Körbecke. Jungen gehören eher selten zum Bild der heimischen Tanzgarden. Elias (13) und Jaron Raddatz (9) bilden die große Ausnahme: Sie stehen mit Begeisterung auf der Bühne, um das gut aufgelegte Publikum im Herzen von Westfalen in Schwung zu bringen. 

Das Talent haben sie wohl von der Mama geerbt: Kirsten Raddatz steckt wie ihren Kindern Karneval im Blut, das hat sie (nicht nur) als Mitglied der „Pink Panthers“ viele Male bewiesen. 

Schwester Emelie (15) machte es gewissermaßen als „Anführerin“ vor: Sie entdeckte früh ihre Leidenschaft fürs Tanzen, und sie erzählte ihren Brüdern, wie viel Spaß es macht, die Choreografien einzustudieren, mit den anderen den Auftritten entgegenzufiebern, dann in der vollen Halle umjubelt und mit stürmischem Applaus gefeiert zu werden. „Das macht Spaß“, erzählen auch Elias und Jaron. Mit den Mädchen kommen sie prima aus. 

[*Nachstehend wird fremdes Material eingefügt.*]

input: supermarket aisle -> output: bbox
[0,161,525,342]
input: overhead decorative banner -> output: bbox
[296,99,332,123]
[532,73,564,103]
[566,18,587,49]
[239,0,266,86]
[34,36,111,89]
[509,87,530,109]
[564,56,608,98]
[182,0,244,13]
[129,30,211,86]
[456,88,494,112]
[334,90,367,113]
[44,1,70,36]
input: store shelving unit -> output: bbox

Kirsten Raddatz unterstützt die beiden nach Kräften, obwohl sie weiß, dass Tanzgarden häufig das Klischee anhaftet, hier handele es sich wohl eher um eine weibliche Domäne. Ihr sei vor allem wichtig, dass ihre Kinder den Hobbys nachgehen, an denen sie Freude haben, betont sie. Und vor vielen Zuschauern zu zeigen, was man in vielen Stunden eingeübt hat, das muss man sich erst einmal trauen. Für Elias und Jaron spielt der Körbecker Karneval eine wichtige Rolle. Der Ältere, der das Archigymnasium in Soest besucht, erinnert sich noch gut an seine erste aktive Session. Damals ging er noch in den Kindergarten und trug ein Pumuckl-Kostüm. 

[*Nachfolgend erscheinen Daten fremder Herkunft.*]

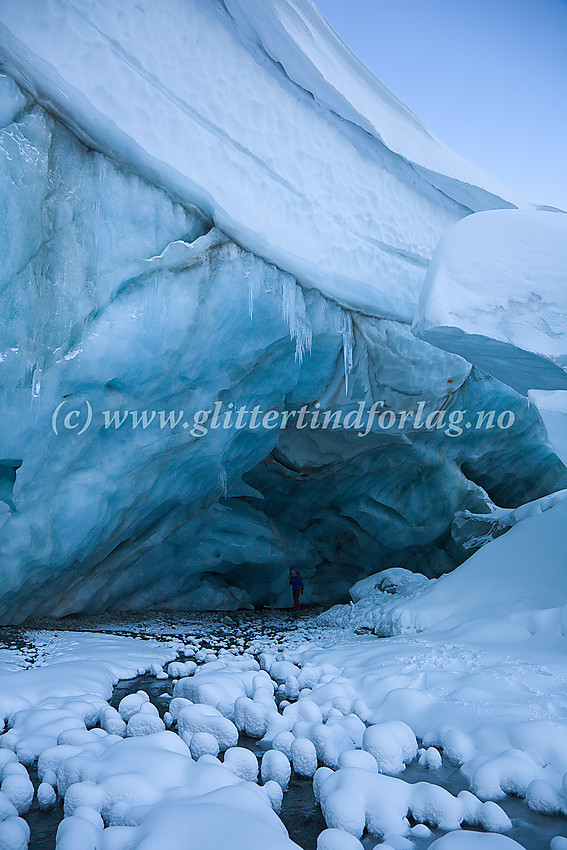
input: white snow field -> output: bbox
[0,0,519,320]
[0,0,567,623]
[0,622,567,850]
[413,210,567,393]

Jaron gab seinen Einstand als Zauberer. Seither gehören die Trainingsabende fest zum Wochenplan, damit in der fünften Jahreszeit auch alles rund läuft. 

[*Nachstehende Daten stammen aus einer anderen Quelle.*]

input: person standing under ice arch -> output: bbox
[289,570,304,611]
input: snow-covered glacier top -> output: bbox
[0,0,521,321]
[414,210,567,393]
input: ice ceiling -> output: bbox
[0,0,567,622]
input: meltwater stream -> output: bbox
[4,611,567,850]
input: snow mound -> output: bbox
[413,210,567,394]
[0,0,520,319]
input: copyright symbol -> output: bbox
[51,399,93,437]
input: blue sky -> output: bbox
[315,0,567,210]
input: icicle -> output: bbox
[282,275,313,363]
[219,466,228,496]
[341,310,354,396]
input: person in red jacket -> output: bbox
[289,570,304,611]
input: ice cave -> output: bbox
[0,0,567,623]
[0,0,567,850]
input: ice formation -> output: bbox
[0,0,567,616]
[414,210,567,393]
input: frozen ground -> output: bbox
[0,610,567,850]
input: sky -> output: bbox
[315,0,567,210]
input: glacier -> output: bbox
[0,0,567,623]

Da sind Disziplin und Ausdauer angesagt, denn manchmal ist gar nicht so einfach, sich Schrittfolgen und Figuren anzueignen. Da heißt es dann proben und proben, bis alles bestens sitzt. Die Körbecker Tanzgruppen haben viele Fans, und für die Mitwirkenden ist es immer wieder schön, ihren Teil zum Gelingen des Programms beizutragen, den Beifall zu hören und den Wunsch nach Zugaben zu erfüllen. „Es ist klasse, wenn der Saal tobt“, meinen die Brüder. Sie freuen sich auf die Termine, die noch bis Veilchendienstag anstehen. Doch sie nehmen sich auch immer Zeit für andere Lieblingsbeschäftigungen: Dazu gehören der Fußball und der Musical-Projektchor.